North Korea, sensing weakness, is feeling her oats:
North Korea warned Friday that U.S.-South Korean plans for military maneuvers put the peninsula on the brink of war, and appeared to launch its own artillery drills within sight of an island it showered with a deadly barrage this week.
The fresh artillery blasts were especially defiant because they came as the U.S. commander in South Korea, Gen. Walter Sharp, toured the South Korean island to survey damage from Tuesday’s hail of North Korean artillery fire that killed four people.
None of the latest rounds hit the South’s territory, and U.S. military officials said Sharp did not even hear the concussions, though residents on other parts of the island panicked and ran back to the air raid shelters where they huddled earlier in the week as white smoke rose from North Korean territory.
South Korea’s response thus far:
On Thursday, the South’s president ordered reinforcements for the 4,000 troops on Yeonpyeong and four other Yellow Sea islands, as well as top-level weaponry and upgraded rules of engagement.
He also sacked Defense Minister Kim Tae-young amid intense criticism that Yeonpyeong was unprepared for the attack and that the return fire came too slowly. Lee named former Joint Chiefs of Staff chairman Kim Kwan-jin to the post, the president’s office announced Friday.
Lee, dressed in a black suit, visited a military hospital in Seongnam near Seoul Friday to pay his respects to the two marines killed in the North Korean attack.
Lee laid a white chrysanthemum, a traditional symbol of grief, on an altar, burned incense and bowed before framed photos of the two young men. Consoling sobbing family members, he vowed to build a stronger defense.

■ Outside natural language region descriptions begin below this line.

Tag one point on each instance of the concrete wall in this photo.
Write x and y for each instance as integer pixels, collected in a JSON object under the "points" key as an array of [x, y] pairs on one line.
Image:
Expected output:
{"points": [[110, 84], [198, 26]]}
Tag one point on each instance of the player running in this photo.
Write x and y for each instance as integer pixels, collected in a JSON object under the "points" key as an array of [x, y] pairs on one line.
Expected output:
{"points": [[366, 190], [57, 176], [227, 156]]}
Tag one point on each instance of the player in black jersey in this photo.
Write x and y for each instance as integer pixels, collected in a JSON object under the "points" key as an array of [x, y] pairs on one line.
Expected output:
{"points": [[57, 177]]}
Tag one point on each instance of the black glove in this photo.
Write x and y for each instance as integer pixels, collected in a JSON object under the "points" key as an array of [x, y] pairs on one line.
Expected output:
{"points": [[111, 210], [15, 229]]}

“I will make sure that this precious sacrifice will lay the foundation for the strong security of the Republic of Korea,” he wrote in a condolence book, according to his office.
The U.S. response? Tepid:
Gen. Walter Sharp, the top commander of US forces in Korea, toured artillery-damaged areas on Yeonpyeong just hours before the North conducted its apparent training fire exercise.
“We and the United Nations command will investigate this completely and will call on North Korea to stop any future attacks,” he said in an article by the Australian Broadcasting Corp., adding that the North had openly violated the armistice agreement signed at the conclusion of the Korean War in 1953.
I’m hoping for peace…. but showing weakness has and will lead to war.